Irony has been scattered throughout the gospel of Mark, but at the end it’s everywhere: Jesus’ enemies constantly mock and scorn Him, and yet they keep uttering more truth than they know. In Mark’s account of the crucifixion in 15:16-47, Jesus is repeatedly scorned by both Gentiles and Jews for being a mockery of a king at the very moment of His greatest kingly act. They do not see that the only king who can save the world is the crucified king.

To them, a crucified king is an embarrassment, and so the charge that is inscribed above His head forms the basis for their scorn: He is condemned to die as “the King of Jews.” What kind of king is rejected by his own people? What kind of king wears a crown of thorns? What kind of king has a cross for a throne?

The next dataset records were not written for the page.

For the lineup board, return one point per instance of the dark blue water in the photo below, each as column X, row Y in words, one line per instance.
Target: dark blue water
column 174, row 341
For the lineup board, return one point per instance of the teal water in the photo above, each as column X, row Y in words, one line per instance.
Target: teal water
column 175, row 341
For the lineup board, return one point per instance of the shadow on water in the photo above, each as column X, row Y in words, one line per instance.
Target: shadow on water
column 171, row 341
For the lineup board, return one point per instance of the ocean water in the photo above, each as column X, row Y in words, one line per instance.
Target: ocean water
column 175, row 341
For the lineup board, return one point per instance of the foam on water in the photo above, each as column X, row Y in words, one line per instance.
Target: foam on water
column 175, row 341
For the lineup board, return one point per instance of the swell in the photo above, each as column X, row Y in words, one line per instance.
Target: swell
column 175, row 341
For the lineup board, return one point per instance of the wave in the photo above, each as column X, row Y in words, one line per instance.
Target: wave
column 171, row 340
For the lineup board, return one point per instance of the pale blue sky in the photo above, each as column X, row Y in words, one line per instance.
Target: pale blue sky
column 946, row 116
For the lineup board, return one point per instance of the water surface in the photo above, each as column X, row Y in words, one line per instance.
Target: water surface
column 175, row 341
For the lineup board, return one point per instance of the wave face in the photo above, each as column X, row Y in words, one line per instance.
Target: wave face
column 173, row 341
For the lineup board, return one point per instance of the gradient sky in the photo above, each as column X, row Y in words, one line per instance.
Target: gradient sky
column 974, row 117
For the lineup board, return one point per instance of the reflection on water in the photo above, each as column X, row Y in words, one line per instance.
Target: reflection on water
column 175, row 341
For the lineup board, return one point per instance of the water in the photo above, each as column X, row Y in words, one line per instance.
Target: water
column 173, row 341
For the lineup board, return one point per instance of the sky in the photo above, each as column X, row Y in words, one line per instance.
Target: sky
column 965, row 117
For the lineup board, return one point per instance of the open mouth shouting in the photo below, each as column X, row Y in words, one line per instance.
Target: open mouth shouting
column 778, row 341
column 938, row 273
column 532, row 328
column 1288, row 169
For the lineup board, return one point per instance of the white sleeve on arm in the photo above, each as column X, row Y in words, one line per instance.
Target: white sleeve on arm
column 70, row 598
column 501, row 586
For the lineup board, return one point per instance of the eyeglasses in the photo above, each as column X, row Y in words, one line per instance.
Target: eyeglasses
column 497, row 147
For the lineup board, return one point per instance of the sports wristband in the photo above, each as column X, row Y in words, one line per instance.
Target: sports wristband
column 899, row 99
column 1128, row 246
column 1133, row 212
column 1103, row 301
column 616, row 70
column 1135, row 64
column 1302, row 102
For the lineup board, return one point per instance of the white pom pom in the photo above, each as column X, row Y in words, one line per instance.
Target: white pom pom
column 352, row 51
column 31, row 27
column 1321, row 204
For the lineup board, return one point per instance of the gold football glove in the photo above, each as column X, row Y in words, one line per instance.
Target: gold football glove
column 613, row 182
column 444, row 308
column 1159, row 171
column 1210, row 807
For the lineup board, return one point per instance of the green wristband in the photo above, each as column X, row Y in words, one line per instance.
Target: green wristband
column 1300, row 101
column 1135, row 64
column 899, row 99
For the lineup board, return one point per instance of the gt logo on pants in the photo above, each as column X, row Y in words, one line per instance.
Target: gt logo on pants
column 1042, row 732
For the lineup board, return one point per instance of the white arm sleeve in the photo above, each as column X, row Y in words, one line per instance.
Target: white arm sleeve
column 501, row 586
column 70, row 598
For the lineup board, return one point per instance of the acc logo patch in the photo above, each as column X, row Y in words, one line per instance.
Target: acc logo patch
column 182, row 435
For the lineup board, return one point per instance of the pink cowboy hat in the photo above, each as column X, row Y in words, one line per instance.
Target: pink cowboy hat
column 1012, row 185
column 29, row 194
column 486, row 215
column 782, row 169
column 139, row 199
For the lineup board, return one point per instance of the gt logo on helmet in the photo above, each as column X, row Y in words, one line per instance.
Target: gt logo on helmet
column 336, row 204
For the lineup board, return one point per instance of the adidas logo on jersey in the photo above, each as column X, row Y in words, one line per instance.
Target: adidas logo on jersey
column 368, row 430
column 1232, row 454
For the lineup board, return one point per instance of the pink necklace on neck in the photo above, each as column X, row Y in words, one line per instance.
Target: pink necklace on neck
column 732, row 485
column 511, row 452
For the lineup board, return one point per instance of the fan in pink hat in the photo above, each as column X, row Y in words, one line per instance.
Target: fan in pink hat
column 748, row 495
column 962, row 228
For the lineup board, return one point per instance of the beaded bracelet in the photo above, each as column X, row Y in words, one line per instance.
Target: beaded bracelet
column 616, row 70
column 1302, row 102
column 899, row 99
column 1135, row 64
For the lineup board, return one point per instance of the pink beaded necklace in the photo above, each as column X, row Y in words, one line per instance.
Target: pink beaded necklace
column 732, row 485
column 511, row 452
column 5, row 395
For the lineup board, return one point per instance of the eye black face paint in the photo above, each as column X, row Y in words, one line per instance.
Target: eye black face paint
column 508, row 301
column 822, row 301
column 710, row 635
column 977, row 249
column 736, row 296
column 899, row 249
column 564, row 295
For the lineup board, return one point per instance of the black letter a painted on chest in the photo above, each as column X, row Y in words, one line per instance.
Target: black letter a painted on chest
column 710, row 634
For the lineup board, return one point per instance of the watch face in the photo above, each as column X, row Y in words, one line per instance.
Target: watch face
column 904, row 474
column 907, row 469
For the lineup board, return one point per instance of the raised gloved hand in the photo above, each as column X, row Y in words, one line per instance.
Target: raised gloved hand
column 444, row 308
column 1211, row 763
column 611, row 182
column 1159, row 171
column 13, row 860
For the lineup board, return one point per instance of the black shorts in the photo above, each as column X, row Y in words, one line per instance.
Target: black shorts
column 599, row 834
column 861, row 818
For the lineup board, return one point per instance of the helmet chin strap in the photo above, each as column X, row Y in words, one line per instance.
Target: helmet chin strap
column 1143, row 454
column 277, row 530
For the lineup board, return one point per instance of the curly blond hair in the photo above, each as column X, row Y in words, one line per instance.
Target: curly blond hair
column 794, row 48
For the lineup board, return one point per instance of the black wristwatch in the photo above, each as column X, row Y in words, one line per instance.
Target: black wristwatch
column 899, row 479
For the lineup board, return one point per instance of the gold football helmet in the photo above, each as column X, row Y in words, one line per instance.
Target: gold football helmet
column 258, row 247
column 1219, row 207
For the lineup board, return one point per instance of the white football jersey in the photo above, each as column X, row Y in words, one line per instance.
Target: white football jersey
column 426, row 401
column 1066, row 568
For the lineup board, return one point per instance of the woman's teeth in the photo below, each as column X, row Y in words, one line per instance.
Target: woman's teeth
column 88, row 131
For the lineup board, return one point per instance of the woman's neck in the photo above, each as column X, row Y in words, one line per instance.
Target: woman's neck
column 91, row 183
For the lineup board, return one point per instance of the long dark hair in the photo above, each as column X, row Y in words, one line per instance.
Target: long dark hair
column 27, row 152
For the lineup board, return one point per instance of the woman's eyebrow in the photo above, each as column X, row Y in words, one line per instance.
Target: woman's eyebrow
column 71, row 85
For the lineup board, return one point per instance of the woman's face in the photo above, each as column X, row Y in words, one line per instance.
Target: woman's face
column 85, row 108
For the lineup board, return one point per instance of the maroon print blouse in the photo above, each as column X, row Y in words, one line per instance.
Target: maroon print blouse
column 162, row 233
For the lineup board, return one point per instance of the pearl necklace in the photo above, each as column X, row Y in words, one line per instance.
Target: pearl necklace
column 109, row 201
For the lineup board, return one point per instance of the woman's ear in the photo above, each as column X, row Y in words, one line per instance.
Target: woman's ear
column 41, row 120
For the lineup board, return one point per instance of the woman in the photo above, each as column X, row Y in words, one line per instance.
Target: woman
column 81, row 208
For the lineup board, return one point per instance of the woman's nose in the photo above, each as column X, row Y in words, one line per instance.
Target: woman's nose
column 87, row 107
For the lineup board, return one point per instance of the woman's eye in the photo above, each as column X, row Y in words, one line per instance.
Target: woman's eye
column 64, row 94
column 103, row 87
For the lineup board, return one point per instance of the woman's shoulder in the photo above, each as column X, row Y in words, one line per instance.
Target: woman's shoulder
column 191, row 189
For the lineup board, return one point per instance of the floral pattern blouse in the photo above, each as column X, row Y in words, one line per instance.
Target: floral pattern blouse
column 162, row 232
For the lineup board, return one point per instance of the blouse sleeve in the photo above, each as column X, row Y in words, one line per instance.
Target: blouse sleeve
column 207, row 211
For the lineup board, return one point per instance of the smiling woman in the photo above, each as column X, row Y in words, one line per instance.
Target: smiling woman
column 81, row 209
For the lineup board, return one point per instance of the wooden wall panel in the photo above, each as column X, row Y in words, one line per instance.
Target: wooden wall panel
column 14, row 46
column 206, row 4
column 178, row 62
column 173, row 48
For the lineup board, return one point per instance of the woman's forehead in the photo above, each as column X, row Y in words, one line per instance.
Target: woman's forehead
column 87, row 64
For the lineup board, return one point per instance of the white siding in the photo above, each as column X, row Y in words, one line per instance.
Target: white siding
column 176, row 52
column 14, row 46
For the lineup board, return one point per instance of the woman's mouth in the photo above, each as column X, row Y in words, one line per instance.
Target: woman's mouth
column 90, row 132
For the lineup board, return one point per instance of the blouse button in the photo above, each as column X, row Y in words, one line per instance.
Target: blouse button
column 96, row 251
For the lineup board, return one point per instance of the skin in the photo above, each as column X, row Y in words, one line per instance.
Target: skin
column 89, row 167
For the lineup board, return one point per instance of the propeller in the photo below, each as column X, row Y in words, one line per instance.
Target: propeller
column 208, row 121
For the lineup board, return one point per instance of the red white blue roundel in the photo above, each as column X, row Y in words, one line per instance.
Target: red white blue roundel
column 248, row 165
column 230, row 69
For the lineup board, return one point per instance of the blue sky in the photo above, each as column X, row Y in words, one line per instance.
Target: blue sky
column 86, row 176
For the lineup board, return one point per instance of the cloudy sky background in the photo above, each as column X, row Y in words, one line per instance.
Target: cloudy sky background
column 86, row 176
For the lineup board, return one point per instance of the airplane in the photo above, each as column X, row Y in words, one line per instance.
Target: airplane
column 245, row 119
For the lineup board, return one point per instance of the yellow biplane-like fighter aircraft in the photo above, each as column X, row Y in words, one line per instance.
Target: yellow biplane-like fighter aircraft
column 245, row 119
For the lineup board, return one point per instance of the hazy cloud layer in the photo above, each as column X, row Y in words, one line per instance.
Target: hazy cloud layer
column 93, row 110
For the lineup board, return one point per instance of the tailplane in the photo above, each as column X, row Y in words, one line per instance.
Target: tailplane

For Rome this is excusable; they know not what they do. But for the Jews, especially their leaders, it is inexcusable as well as heartbreakingly sad that they cannot recognize their king even when he walks right out of the pages of Psalm 22, Psalm 69, and Isaiah 53. They demand to see so that they can believe; but as Jesus has shown time and time again, they must believe so that He can open their eyes, so that they can see. But they will not believe, and so they cannot see.

After enduring the cross and despising the shame for six hours, Jesus cries out twice; first, He screams out the first words of Psalm 22 in what has become known as the cry of dereliction – God has forsaken Him. What this means is that even though He is innocent, because He has taken on Himself the sins of the world, God will not come down and rescue Him. Instead, He will die under the judgment of God.

Jesus’ second cry may have been the triumphant “It is finished” from John, maybe His committing of His spirit into His Father’s hands as in Matthew, possibly a wordless shout, or all three. Mark’s attention is simply on the fact that He cried out and breathed His last. But when this final cry rings out, amazing things happen: apparently, the light of the world came back on, Matthew tells us that the foundations of the earth shook, Hades started to leak departed saints back into the world, and the temple curtain was torn in two from top to bottom.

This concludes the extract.